Abbiamo così una manciata di brani semi-acustici impreziositi da un uso parsimonioso del Mellotron e dell’Hammond e le cui delicate linee vocali sembrano uscire dai solchi dei dischi dei Fantasy, ma con arrangiamenti spesso più minimalistici: su tutte “Tin soldier” e l’apertura di “Goodbye country”; il singolo “Lovely lady” e “Cover me with roses” possiedono la stessa levità degli episodi più spensierati dei Fruupp ma con l’aggiunta di alcune influenze west-coast nelle armonie vocali degli incisi (il primo David Crosby non è così distante); impossibile infine restare indifferenti alla poesia di “Walking”: qui la voce e gli archi creano un’atmosfera irreale che ci trasporta verso brumosi scenari bucolici inglesi senza possibilità di scampo. L’altra faccia della medaglia è rappresentata da titoli come “A snapshot of Rex”, un brano soul senza troppe pretese, il blues di “The Monkey and the Sailor” con interludi organistici a contrapporsi alle ruvide parti vocali e l’atipica “Reptile man”, un rock tirato con tanto di voce distorta da autentico ”uomo rettile”.

Completano l’album gli episodi che fondono con successo le due tendenze: “Sound of thunder” a dispetto del fragoroso titolo evidenzia ancora tracce di acid-folk, mentre le accattivanti “Mr. Sunshine” e “Red Queen’s dance” strizzano l’occhio ai Traffic: in particolare la seconda, che si apre con il suono di un corno e si trasforma in un frizzante brano pop-rock.

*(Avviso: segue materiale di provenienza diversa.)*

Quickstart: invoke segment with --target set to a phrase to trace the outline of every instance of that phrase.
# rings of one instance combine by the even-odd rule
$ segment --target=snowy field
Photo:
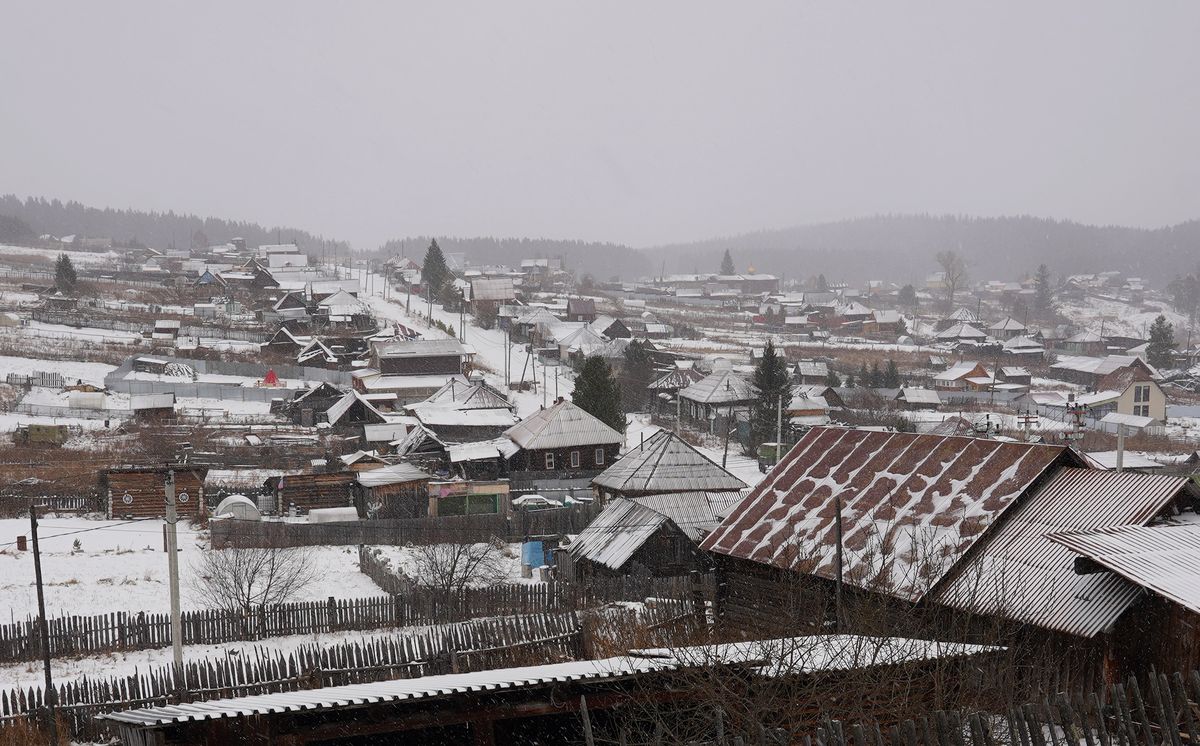
[[[1175,335],[1187,327],[1187,317],[1171,310],[1166,303],[1147,302],[1141,306],[1123,303],[1109,298],[1089,297],[1083,301],[1065,301],[1058,304],[1063,316],[1079,326],[1099,333],[1103,328],[1106,335],[1115,334],[1146,339],[1150,325],[1159,315],[1175,325]]]
[[[658,425],[650,424],[649,415],[631,414],[626,415],[626,418],[628,420],[625,427],[625,448],[627,450],[637,448],[644,439],[648,440],[650,436],[663,429]],[[725,453],[723,447],[700,447],[696,450],[714,464],[721,465],[721,458]],[[725,462],[725,470],[751,487],[761,482],[765,476],[758,470],[758,461],[742,455],[742,447],[735,441],[729,443],[729,457]]]
[[[163,521],[97,521],[47,518],[38,522],[42,545],[46,612],[106,614],[115,611],[167,613],[167,557],[163,553]],[[29,535],[29,521],[0,520],[0,618],[24,619],[37,612],[33,553],[18,552],[17,536]],[[73,546],[76,540],[79,550]],[[183,608],[203,608],[192,589],[192,568],[208,544],[207,534],[181,524],[180,577]],[[330,596],[361,598],[382,591],[358,571],[355,547],[313,547],[310,552],[319,578],[298,601]],[[6,620],[7,621],[7,620]]]
[[[116,370],[115,365],[104,363],[80,363],[64,360],[40,360],[31,357],[9,357],[0,355],[0,379],[9,373],[29,375],[35,371],[62,373],[63,378],[74,383],[82,381],[95,386],[104,385],[104,377]]]
[[[434,545],[439,546],[439,545]],[[452,546],[452,545],[451,545]],[[421,570],[420,553],[422,550],[412,546],[372,546],[371,549],[376,549],[379,554],[386,559],[393,570],[407,575],[410,578],[417,578]],[[438,551],[434,549],[433,551]],[[497,570],[503,575],[502,583],[532,583],[530,578],[521,577],[521,545],[508,544],[502,550],[497,559]],[[470,583],[472,588],[482,588],[490,583]]]
[[[58,258],[59,254],[71,257],[75,267],[116,267],[120,255],[115,251],[73,251],[64,249],[39,249],[29,246],[0,245],[0,258],[6,256],[40,257],[49,262]]]

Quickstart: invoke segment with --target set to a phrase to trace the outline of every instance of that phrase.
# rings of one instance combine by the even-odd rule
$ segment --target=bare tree
[[[414,548],[417,585],[445,593],[497,583],[505,577],[502,544],[425,544]]]
[[[319,578],[307,550],[278,547],[209,550],[192,569],[203,603],[241,614],[287,603]]]
[[[946,306],[953,309],[955,293],[967,284],[967,260],[954,250],[939,251],[936,258],[946,284]]]

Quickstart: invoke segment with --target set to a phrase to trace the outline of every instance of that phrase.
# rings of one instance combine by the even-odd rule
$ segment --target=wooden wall
[[[175,470],[175,506],[180,516],[201,515],[204,476],[200,469]],[[100,476],[110,518],[162,518],[167,514],[166,469],[117,469]],[[128,502],[126,501],[128,495]]]

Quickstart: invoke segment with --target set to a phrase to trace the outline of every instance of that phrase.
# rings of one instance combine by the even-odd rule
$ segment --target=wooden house
[[[861,604],[843,617],[850,629],[935,624],[944,638],[995,635],[1092,672],[1165,668],[1174,661],[1131,653],[1169,648],[1178,627],[1148,629],[1136,584],[1077,573],[1055,537],[1191,522],[1197,499],[1185,478],[1092,469],[1064,446],[816,428],[702,548],[724,589],[718,614],[742,631],[823,629],[841,578]],[[1133,641],[1129,626],[1151,638]]]
[[[354,505],[356,472],[324,474],[285,474],[267,479],[267,489],[275,496],[275,511],[287,515],[294,507],[298,513],[314,508],[345,508]]]
[[[100,492],[109,518],[163,518],[167,514],[166,467],[126,466],[100,472]],[[175,510],[180,516],[204,515],[202,467],[174,470]]]
[[[429,515],[426,472],[409,463],[358,474],[354,502],[364,518],[424,518]]]
[[[385,376],[462,375],[472,356],[456,339],[375,342],[372,367]]]
[[[938,391],[967,391],[971,389],[971,378],[989,378],[987,368],[983,363],[955,363],[949,368],[938,372],[933,377],[933,387]]]
[[[592,477],[617,458],[625,436],[573,403],[560,400],[505,431],[519,451],[513,471]]]
[[[592,323],[596,320],[596,301],[591,298],[568,298],[567,321]]]
[[[738,492],[746,483],[669,430],[630,448],[592,479],[602,500],[672,492]]]

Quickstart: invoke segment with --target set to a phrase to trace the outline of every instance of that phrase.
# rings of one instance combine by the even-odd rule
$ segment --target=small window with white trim
[[[596,449],[596,466],[603,466],[603,465],[604,465],[604,449],[597,448]]]
[[[554,454],[553,453],[546,454],[546,468],[547,469],[554,468]]]
[[[579,451],[571,451],[571,468],[579,468]]]

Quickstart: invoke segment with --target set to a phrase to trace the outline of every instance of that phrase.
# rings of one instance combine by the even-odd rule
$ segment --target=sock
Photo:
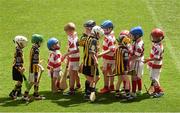
[[[132,92],[133,92],[133,93],[136,93],[136,85],[137,85],[137,81],[136,81],[136,80],[133,80],[133,81],[132,81]]]
[[[129,89],[126,89],[125,92],[126,92],[126,96],[130,95],[130,90]]]
[[[81,88],[81,84],[77,84],[76,87],[77,87],[77,88]]]
[[[90,82],[89,81],[85,81],[85,93],[87,93],[87,92],[90,92]]]
[[[138,84],[138,90],[141,91],[142,90],[142,80],[138,79],[137,84]]]
[[[74,88],[70,88],[69,90],[73,92],[73,91],[74,91]]]
[[[56,82],[56,87],[59,89],[60,88],[60,82],[58,81],[58,82]]]
[[[95,88],[90,87],[91,92],[95,92]]]
[[[34,85],[34,93],[37,93],[37,94],[38,94],[38,90],[39,90],[39,86]]]
[[[123,88],[125,89],[126,87],[126,81],[123,81]]]

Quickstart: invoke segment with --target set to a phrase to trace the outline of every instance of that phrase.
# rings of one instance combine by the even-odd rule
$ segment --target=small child
[[[81,88],[80,84],[80,78],[78,75],[78,70],[79,70],[79,48],[77,46],[77,41],[78,41],[78,36],[76,26],[74,23],[70,22],[64,26],[64,31],[68,35],[68,53],[65,54],[65,56],[68,56],[69,60],[69,85],[70,89],[65,95],[73,95],[75,94],[75,83],[76,83],[76,90]]]
[[[149,88],[149,93],[152,94],[152,96],[154,97],[161,97],[162,95],[164,95],[164,92],[159,82],[164,52],[162,44],[163,39],[164,32],[161,29],[155,28],[152,30],[152,49],[150,53],[150,58],[144,61],[144,63],[148,63],[148,67],[150,70],[151,86]]]
[[[132,95],[136,97],[137,95],[141,95],[142,90],[142,75],[144,70],[144,42],[142,40],[143,30],[140,26],[134,27],[130,30],[129,36],[133,40],[131,57],[129,60],[130,69],[136,72],[135,75],[132,76]],[[136,87],[138,86],[138,91],[136,92]]]
[[[125,90],[125,98],[131,99],[130,95],[130,81],[128,77],[129,71],[129,47],[131,44],[131,39],[127,35],[122,35],[120,33],[118,41],[118,48],[115,50],[115,74],[118,75],[118,82],[116,84],[116,97],[120,97],[120,85],[121,82],[124,81],[124,90]]]
[[[104,30],[104,40],[103,40],[103,52],[99,54],[99,57],[103,58],[102,71],[104,75],[104,87],[100,90],[100,93],[108,93],[114,90],[114,77],[107,77],[108,75],[113,75],[115,69],[115,36],[114,36],[114,25],[110,20],[105,20],[101,24],[101,28]]]
[[[60,87],[60,71],[63,56],[60,52],[58,39],[50,38],[47,42],[47,47],[50,51],[47,68],[48,74],[51,76],[51,91],[56,93]]]
[[[31,90],[31,87],[34,85],[34,94],[33,96],[35,99],[42,100],[45,97],[39,95],[39,83],[38,83],[38,76],[39,76],[39,48],[43,42],[43,36],[39,34],[33,34],[32,35],[32,48],[30,51],[30,68],[29,68],[29,87],[26,89],[24,93],[24,99],[29,99],[29,91]]]
[[[16,82],[16,85],[14,89],[10,92],[9,96],[12,99],[16,99],[17,96],[21,96],[21,87],[23,82],[23,72],[25,71],[25,68],[23,66],[24,64],[24,58],[23,58],[23,48],[27,46],[27,38],[24,36],[16,36],[14,38],[14,43],[16,45],[16,52],[14,54],[14,62],[12,67],[12,77],[14,81]]]

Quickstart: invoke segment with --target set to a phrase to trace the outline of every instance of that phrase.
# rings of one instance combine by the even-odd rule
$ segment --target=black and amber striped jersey
[[[94,65],[93,54],[96,54],[98,51],[98,40],[93,36],[83,36],[78,41],[78,45],[82,46],[84,49],[83,55],[83,65],[92,66]],[[93,53],[93,54],[91,54]]]
[[[115,51],[115,72],[118,75],[128,71],[129,51],[124,46],[119,46]]]
[[[39,48],[33,45],[30,51],[30,73],[39,71],[37,64],[39,64]]]
[[[24,58],[23,58],[23,51],[22,49],[16,47],[16,51],[14,53],[14,62],[13,62],[13,66],[14,67],[23,67],[23,63],[24,63]]]

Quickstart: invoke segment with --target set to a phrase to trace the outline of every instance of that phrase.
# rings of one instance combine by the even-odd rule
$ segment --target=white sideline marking
[[[156,15],[153,7],[149,4],[149,0],[142,0],[142,1],[144,1],[146,3],[147,9],[149,10],[150,14],[152,15],[152,19],[153,19],[154,23],[158,27],[163,28],[163,25],[158,20],[157,15]],[[163,28],[163,30],[165,30],[165,28]],[[174,60],[173,63],[176,65],[176,69],[179,72],[179,70],[180,70],[180,62],[179,62],[178,57],[176,56],[176,54],[174,52],[174,49],[172,48],[171,41],[170,41],[170,39],[168,38],[167,35],[165,37],[165,40],[166,41],[164,41],[164,42],[166,43],[166,48],[168,49],[168,51],[169,51],[169,53],[171,55],[170,57]]]

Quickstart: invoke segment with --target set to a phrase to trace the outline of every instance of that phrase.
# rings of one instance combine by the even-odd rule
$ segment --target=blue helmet
[[[48,47],[48,49],[49,49],[49,50],[52,50],[52,46],[53,46],[54,44],[57,44],[58,42],[59,42],[58,39],[56,39],[56,38],[54,38],[54,37],[50,38],[50,39],[48,40],[48,42],[47,42],[47,47]]]
[[[130,34],[134,36],[135,39],[143,36],[143,30],[141,26],[134,27],[130,30]]]
[[[107,29],[107,28],[113,28],[114,25],[112,23],[111,20],[105,20],[102,24],[101,24],[101,28],[103,29]]]

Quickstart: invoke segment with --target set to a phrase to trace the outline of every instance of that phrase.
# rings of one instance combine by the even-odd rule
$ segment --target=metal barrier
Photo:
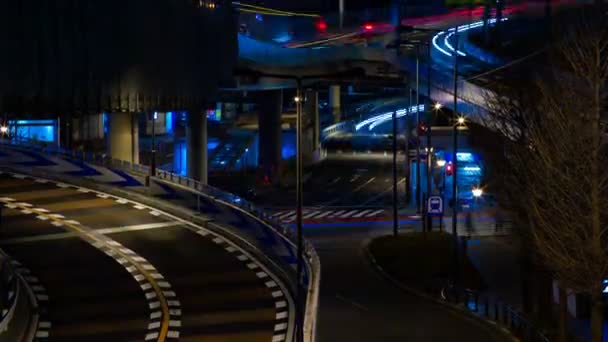
[[[19,278],[10,259],[0,254],[0,333],[8,329],[20,296]]]
[[[82,162],[91,163],[93,165],[99,165],[103,167],[111,167],[127,172],[137,172],[143,175],[148,175],[150,172],[150,168],[145,165],[134,164],[124,160],[113,159],[105,154],[95,154],[95,153],[86,153],[84,151],[75,151],[68,150],[56,145],[43,144],[40,142],[35,142],[31,140],[0,140],[0,144],[12,145],[16,147],[31,149],[43,153],[48,153],[51,155],[60,155],[68,158],[73,158],[80,160]],[[223,202],[224,204],[237,207],[256,219],[260,222],[264,223],[268,227],[272,228],[272,230],[281,238],[287,240],[292,246],[295,246],[296,234],[292,229],[289,229],[286,225],[282,224],[279,220],[273,219],[272,215],[266,213],[262,208],[256,207],[253,203],[246,201],[245,199],[224,192],[218,188],[210,186],[208,184],[203,184],[197,180],[184,177],[180,174],[176,174],[173,172],[156,169],[156,175],[154,177],[177,184],[180,186],[185,186],[194,191],[203,193],[210,199],[218,202]],[[312,244],[308,241],[304,241],[304,254],[306,267],[308,270],[308,274],[310,275],[308,278],[308,296],[306,299],[306,317],[304,322],[304,332],[305,332],[305,340],[308,342],[315,341],[316,336],[316,317],[317,317],[317,308],[318,308],[318,298],[319,298],[319,284],[320,284],[320,271],[321,265],[319,262],[319,258],[317,256],[316,251],[314,250]]]
[[[519,341],[549,342],[549,338],[522,313],[497,297],[450,285],[442,287],[440,293],[446,302],[461,306],[471,314],[503,326]]]

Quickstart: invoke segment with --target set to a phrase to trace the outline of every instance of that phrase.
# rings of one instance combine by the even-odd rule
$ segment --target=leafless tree
[[[550,70],[524,87],[533,96],[499,90],[487,118],[506,141],[503,193],[560,285],[590,297],[597,342],[608,273],[608,20],[600,13],[561,32]]]

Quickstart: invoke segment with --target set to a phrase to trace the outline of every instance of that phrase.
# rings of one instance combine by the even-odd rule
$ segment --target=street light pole
[[[433,112],[431,109],[431,44],[427,42],[427,61],[426,61],[426,102],[424,109],[427,112],[427,127],[426,127],[426,147],[431,149],[431,128],[433,127]],[[426,160],[426,198],[431,196],[431,158],[427,154]],[[425,203],[426,205],[426,203]],[[433,229],[433,217],[431,215],[426,216],[427,230]]]
[[[303,272],[303,234],[302,234],[302,80],[296,79],[296,234],[297,234],[297,308],[296,308],[296,341],[304,341],[304,291],[302,288]]]
[[[150,161],[150,176],[156,176],[156,116],[157,112],[152,113],[152,159]]]
[[[456,32],[454,33],[455,42],[455,51],[454,51],[454,111],[453,113],[453,131],[452,131],[452,163],[453,163],[453,173],[452,173],[452,238],[454,239],[454,282],[458,281],[458,273],[459,273],[459,253],[458,253],[458,26],[456,26]]]
[[[397,112],[393,111],[393,235],[399,233],[399,217],[397,210]]]
[[[416,45],[416,212],[420,213],[420,53]]]

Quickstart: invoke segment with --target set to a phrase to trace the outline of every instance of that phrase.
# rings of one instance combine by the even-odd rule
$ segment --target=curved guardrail
[[[21,296],[19,278],[10,259],[0,253],[0,333],[8,330]]]
[[[0,140],[0,144],[12,145],[19,148],[31,149],[43,153],[61,155],[73,159],[80,160],[82,162],[97,164],[103,167],[111,167],[120,169],[128,172],[137,172],[140,174],[149,174],[149,167],[145,165],[133,164],[123,160],[112,159],[105,154],[96,154],[85,151],[68,150],[56,145],[44,144],[30,140]],[[213,186],[203,184],[194,179],[181,176],[172,172],[156,169],[156,178],[173,183],[179,186],[185,186],[192,189],[193,191],[205,194],[207,197],[229,206],[233,206],[241,209],[248,213],[252,217],[256,218],[259,222],[270,228],[276,236],[286,241],[292,248],[296,246],[296,234],[288,226],[284,225],[278,220],[271,217],[269,213],[264,211],[262,208],[255,206],[253,203],[246,201],[245,199],[222,191]],[[304,321],[304,333],[305,340],[307,342],[314,342],[316,339],[316,318],[318,311],[318,298],[319,298],[319,284],[321,274],[321,264],[317,253],[308,241],[304,241],[304,254],[305,254],[305,266],[307,277],[307,298],[306,298],[306,311]]]

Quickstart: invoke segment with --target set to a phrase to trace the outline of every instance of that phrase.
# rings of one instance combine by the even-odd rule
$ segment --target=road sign
[[[427,201],[426,212],[429,215],[443,214],[443,199],[440,196],[431,196]]]

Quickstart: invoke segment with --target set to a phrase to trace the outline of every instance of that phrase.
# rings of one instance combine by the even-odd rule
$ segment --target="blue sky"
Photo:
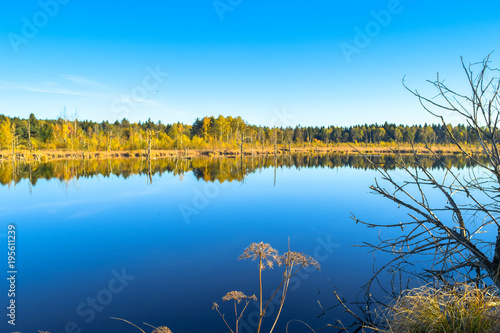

Purtroppo quest’ottimo album resterà l’opera unica della band e passerà pressoché inosservato, nonostante l’epoca fosse piuttosto ricettiva verso le proposte folk-rock britanniche (Pentangle, Fairport Convention). L’unico membro dei Dog That Bit People che in seguito darà notizie di sé, è il batterista Bob Lamb che alla metà degli anni settanta ritroveremo a suonare rock‘n’roll nella Steve Gibbons Band e più tardi in veste di produttore degli UB40. Nel 1994 l’album ha beneficiato di una curatissima ristampa su CD da parte della Shoestring Records - con l’aggiunta della b-side “Merry go round” - purtroppo oramai di difficile reperibilità.